Well, there you have it — me at my girliest.

You just wait until I start with the makeup!

Surviving the holidays with your non-vegan family/friends.

Enjoying a traditional Christmas game of Cards Against Humanity with my sister, brother-in-law and father... back when I had long hair!

Enjoying a traditional Christmas game of Cards Against Humanity with my sister, brother-in-law and father… back when I had long hair!

This has turned into a bit of a recipe blog, hasn’t it?

Truth be told I’m hoping to be known for more than just recipes. But of course, recipes are one of the few things I’m really, really good at. Oh, I can dance and climb, but you don’t really care about those things, do you?

(Okay, I’m sure you do, but they don’t help you is what I’m trying to say).

But I am pretty good at giving advice, just general life advice.
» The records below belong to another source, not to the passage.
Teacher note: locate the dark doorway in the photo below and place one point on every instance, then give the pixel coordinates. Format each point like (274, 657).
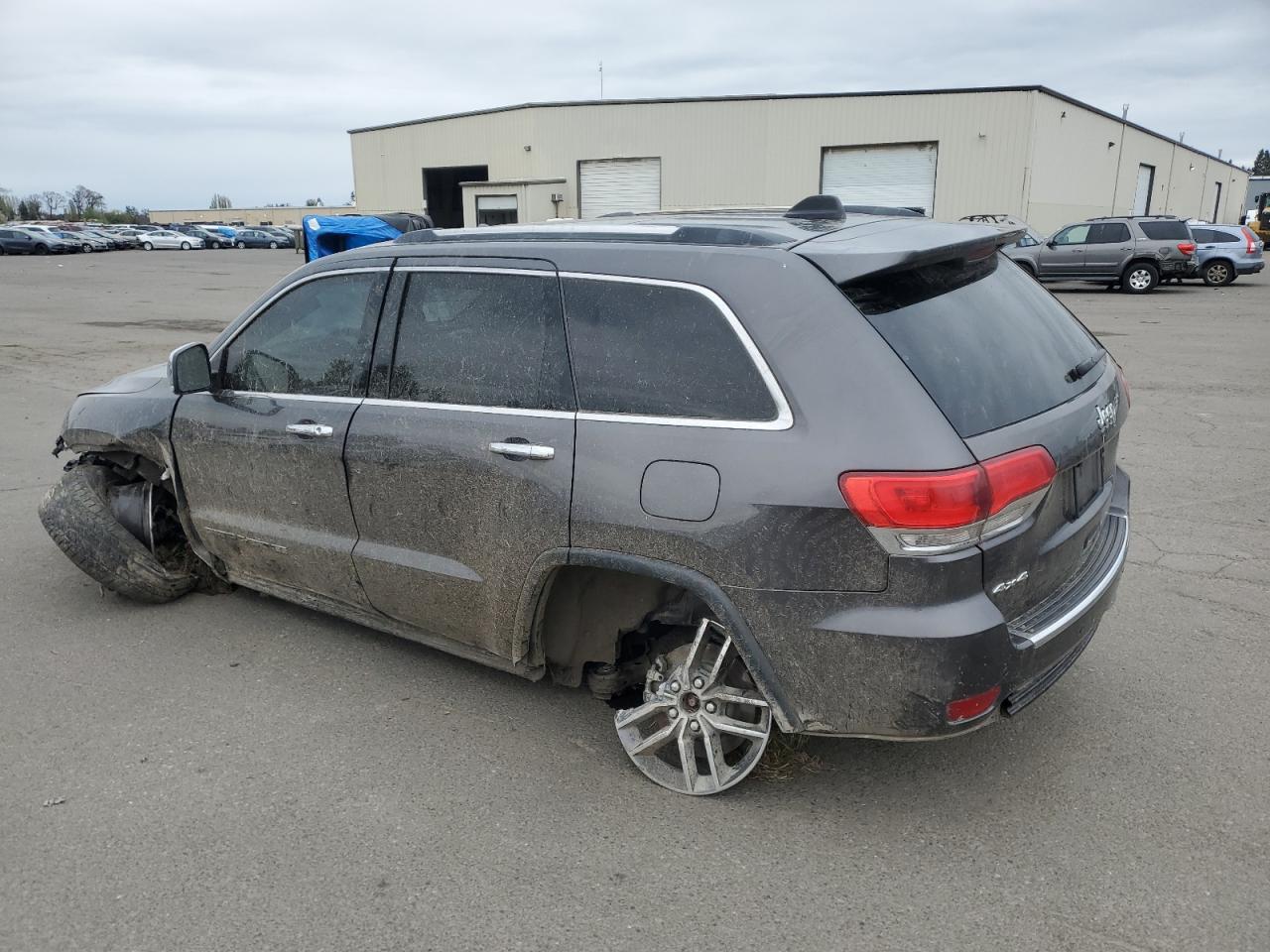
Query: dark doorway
(444, 194)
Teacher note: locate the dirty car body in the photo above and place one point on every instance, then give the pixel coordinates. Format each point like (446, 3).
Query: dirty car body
(545, 448)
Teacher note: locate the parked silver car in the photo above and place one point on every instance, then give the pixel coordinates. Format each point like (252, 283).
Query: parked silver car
(169, 239)
(1225, 252)
(1133, 252)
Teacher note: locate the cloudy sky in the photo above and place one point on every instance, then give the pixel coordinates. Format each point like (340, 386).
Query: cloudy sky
(162, 104)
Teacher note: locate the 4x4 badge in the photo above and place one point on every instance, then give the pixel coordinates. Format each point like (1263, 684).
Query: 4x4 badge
(1106, 414)
(1005, 585)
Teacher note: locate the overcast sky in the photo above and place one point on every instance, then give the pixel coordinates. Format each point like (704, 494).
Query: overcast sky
(162, 104)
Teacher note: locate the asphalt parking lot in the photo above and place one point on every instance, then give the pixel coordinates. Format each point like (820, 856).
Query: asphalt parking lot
(239, 774)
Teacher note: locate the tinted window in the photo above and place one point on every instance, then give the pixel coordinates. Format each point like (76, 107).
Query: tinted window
(1165, 230)
(483, 340)
(657, 350)
(988, 343)
(308, 341)
(1107, 232)
(1075, 235)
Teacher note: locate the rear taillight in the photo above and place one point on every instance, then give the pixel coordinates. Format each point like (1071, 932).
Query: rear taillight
(926, 513)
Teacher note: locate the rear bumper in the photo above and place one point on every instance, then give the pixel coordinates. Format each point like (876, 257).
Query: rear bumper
(887, 664)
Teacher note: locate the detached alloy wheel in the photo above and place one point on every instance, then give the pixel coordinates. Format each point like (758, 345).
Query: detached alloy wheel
(1218, 273)
(703, 725)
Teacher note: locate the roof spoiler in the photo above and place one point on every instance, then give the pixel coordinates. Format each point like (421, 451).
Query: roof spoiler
(857, 253)
(830, 208)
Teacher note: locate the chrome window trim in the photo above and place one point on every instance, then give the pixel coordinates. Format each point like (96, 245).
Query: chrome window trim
(472, 408)
(784, 417)
(477, 270)
(312, 398)
(293, 286)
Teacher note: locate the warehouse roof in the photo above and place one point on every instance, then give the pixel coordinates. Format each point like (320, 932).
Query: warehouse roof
(1047, 90)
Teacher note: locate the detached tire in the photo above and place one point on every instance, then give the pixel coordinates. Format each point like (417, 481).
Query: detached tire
(76, 515)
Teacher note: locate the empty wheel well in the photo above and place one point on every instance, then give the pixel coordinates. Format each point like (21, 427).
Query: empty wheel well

And a lot of people lately have been coming to me for cooking, nutrition and exercise advice. I preface everything by saying that I’m only one woman with an English degree and am not a licensed nutritionist or personal trainer, but I can always speak from experience and come from a place of compassion.

This year is going to be my first year not spending a huge amount of time at home for the holidays. I was only planning on doing two nights at home last year, but the 2013 ice storm kept me in Durham Region for longer than expected. Anyway, this year it’s gonna be a speedy trip. Go to B-ville Christmas Eve, leave Boxing Day in the morning. I’ll be spending my time off with my partner, cooking and playing games and going tobogganing and just enjoying this time off (I am seriously so happy that I get two weeks off at Christmas)!

Whatever you celebrate, most people end up with their families, their partners’ families, or in large groups at this time of year. And for a lot of vegans, sometimes it feels like you have a giant neon sign above your head reading “VEGAN!” I know that’s the case with my family. My parents have come a long way from full-on detesting my veganism to merely making the occasional remark about it. My sister likes to tease me, though she also is amazing for getting me vegan-friendly gifts and telling me the ingredients in things. So it’s a mixed bag. For the most part, they’re dealing well. But I also knew that they weren’t going to take me by the hand at 25 and do a single thing to accommodate. They’re a real meat-and-potatoes family, and picky eaters. Pretty much the furthest extent they’ll go for me is to keep the cheese on the side of their salad. So I’m on my own.

Never fear for me! I ordered a large holiday bowl from Bunner’s which I’ll be picking up on Christmas Eve (Torontonians, they’re taking orders all the way up to Christmas Eve, so I’d highly recommend grabbing one!) and am going to grab some desserts too. I’ll have with me a brick of tofu, some avocado and some almond milk for a nice Christmas brunch with the fam.

My family is very personally closed off to veganism, so I’ve always had to tiptoe around the issue at the holidays. That’s why I wanted to give some advice to people who will be in similar situations.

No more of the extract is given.